Anti-cancer therapeutic potential of tumoricidal T cells regenerated from tumor-infiltrating lymphocyte-derived iPS cells

“The therapeutic potential of multiclonal tumoricidal T cells derived from tumor infiltrating lymphocyte-derived iPS cells”

The significance of this research
A research team led by Professor Shin Kaneko at the Center for iPS Cell Research and Application (CiRA), Kyoto University, has succeeded in extracting T cells that attack only tumors (tumor-specific T cells) from lymphocytes proliferating in human colon cancer (tumor-infiltrating lymphocytes: TILs), generating iPS cells (iPSCs) from the TILs, and regenerating tumor-specific T cells from the iPSCs. These regenerated T cells were confirmed to be qualitatively and functionally better than the original TILs and could be a promising cell resource for immunotherapy using TILs in the future.

Conventional immunotherapy using TILs
TILs contain T cells that selectively attack tumors. T cells are a type of immune cell that recognize antigenic proteins on the surface of cells such as virus-infected cells or cancer cells and proliferate to attack them. Since each T cell expresses one type of receptor, it can recognize only one type of antigen (antigen specificity). TILs contain many kinds of tumor-specific T cells with different receptors, and thus can respond to many kinds of tumor antigens. These tumor-specific T cells mainly recognize neoantigens resulting from genetic mutations in cancer cells. The efficacy of immunotherapy using TILs has been shown in malignancies with high mutation burden such as melanoma.

Issues of conventional immunotherapy using TILs
To obtain a better therapeutic effect, a higher number of TILs in a less differentiated state is necessary. However, it is practically difficult to prepare ideal cells, because the main populations in TIL are often senescent and fairly differentiated and the number of them is limited.

Immunotherapy with TIL-derived iPSCs
iPSC technology makes it possible to initialize cells to a less differentiated state and allow them to proliferate almost indefinitely. In addition, T cells regenerated from T-cell-derived iPSCs take over the same receptors as the original T cells. Therefore, it should be possible to generate a large number of young T cells that retain antigen specificity against tumors by using TIL-derived iPSCs. However, there have been no reports of the regeneration of T cells from TIL-derived iPSCs.

Results of this study
The research team obtained TILs from surgically resected human colon cancers. They also cultured the cancer cells in three dimensions and established spheroids, which are spherical tissues. These spheroids and TILs were then co-cultured and enriched into tumor infiltrating-cytotoxic T lymphocytesTI-CTLs)which are tumor-reactive. Some of the enriched TI-CTLs respond to tumors regardless of T cell receptor (TCR) antigen specificity, so they extracted TCR-dependent TI-CTLs by selecting only TI-CTLs whose responses were inhibited by HLA class I blocking antibodies. In addition, they divided TI-CTLs by TCR type (T cell receptor β-chain variable region). They then established iPSCs (TIL-iPSCs) from each of these TI-CTLs and regenerated T cells (TIL-iPS-T) from the TIL-iPSCs.

Next, they compared the function of TIL-iPS-T with that of TI-CTL and found that the proliferative capacity of TIL-iPS-T was improved. Moreover, the telomere length, which is an indicator of cellular senescence, was extended in TIL-iPS-T, indicating that those cells were rejuvenated.

They finally characterized TIL-iPS-T in vivo using patient-derived spheroids xenograft mice.
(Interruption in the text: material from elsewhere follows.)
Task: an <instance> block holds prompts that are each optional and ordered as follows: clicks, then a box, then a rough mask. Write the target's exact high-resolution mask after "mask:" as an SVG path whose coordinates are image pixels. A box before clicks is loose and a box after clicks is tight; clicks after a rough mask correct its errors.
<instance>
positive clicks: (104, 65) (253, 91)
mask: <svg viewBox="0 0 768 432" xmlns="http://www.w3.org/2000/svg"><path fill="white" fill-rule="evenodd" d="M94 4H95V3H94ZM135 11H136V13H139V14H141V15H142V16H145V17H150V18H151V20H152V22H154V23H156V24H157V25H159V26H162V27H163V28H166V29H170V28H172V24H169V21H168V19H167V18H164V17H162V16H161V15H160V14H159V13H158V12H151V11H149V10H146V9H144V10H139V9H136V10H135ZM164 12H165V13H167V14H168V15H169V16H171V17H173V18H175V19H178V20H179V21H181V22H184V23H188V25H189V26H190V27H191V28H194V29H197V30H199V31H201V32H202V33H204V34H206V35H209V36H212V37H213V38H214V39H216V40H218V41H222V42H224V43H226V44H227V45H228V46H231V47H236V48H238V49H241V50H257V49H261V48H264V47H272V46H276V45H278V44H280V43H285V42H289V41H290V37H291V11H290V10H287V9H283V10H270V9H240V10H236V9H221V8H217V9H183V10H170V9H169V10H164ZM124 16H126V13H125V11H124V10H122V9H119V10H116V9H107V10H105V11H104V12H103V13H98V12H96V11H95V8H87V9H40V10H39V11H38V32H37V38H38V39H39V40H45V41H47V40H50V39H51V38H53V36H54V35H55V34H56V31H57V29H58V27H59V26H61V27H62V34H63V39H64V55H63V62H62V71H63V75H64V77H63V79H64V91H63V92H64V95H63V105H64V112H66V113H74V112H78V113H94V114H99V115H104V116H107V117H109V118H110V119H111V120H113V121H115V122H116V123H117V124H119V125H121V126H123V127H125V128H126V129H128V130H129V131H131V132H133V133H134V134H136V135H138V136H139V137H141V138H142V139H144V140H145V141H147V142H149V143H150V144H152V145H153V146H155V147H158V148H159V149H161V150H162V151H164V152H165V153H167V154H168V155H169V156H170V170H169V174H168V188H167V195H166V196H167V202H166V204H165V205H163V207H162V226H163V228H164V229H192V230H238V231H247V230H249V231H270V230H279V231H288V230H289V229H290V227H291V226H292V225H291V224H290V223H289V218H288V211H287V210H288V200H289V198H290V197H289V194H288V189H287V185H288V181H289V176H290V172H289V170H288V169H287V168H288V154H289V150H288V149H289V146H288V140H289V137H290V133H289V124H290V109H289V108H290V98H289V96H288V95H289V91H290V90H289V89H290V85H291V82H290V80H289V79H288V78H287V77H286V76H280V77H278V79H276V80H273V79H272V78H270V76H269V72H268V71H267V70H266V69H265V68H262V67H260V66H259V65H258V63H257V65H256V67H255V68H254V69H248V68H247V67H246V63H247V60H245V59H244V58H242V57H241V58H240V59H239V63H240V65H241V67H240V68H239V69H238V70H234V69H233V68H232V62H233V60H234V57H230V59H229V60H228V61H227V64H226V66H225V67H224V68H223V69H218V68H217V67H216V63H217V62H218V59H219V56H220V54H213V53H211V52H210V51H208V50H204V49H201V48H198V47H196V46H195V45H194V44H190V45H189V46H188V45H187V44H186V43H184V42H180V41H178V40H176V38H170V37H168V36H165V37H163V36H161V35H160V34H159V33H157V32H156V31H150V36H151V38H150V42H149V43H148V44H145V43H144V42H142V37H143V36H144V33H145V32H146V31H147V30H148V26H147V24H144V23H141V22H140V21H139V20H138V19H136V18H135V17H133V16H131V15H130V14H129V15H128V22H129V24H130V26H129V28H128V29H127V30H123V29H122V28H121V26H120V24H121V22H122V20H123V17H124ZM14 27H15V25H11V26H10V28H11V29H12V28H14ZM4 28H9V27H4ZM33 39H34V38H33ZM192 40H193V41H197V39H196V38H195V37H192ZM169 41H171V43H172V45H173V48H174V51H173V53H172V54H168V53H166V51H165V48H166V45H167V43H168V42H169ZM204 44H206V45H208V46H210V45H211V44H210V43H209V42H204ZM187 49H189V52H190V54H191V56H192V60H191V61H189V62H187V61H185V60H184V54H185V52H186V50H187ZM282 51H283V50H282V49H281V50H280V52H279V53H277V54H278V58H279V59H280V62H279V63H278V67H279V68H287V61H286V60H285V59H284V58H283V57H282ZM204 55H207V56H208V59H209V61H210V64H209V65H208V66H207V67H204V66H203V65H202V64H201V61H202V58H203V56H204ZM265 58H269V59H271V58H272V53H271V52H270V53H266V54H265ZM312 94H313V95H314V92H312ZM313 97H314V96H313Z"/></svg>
TIL-iPS-T containing all types of TCRs obtained in the experiment (n = 3) and TI-CTL (n = 3) were transplanted subcutaneously together with cancer spheroids and followed for 3 weeks, and the results showed that TIL-iPS-T accumulated more in the tumor and stayed there longer than TI-CTL.

Additional information for researchers
This study was conducted on human colorectal cancers containing both DNA mismatch repair profiles: deficient (MMR-D) and proficient (MMR-P). The killing activity levels of TIL-iPS-T against cancer spheroids were similar to TI-CTL for MMR-D, and increased killing activity was found in TIL-iPS-T for MMR-P. This is due to the fact that TIL-iPS-T utilized TCR-independent cytotoxicity in addition to the ordinal TCR-dependent mechanism. Since TIL-iPS-T did not show killing activity against spheroids derived from non-cancerous areas or adverse effects on mice, it was concluded that TCR-independent cytotoxicity does not necessarily interfere with therapy.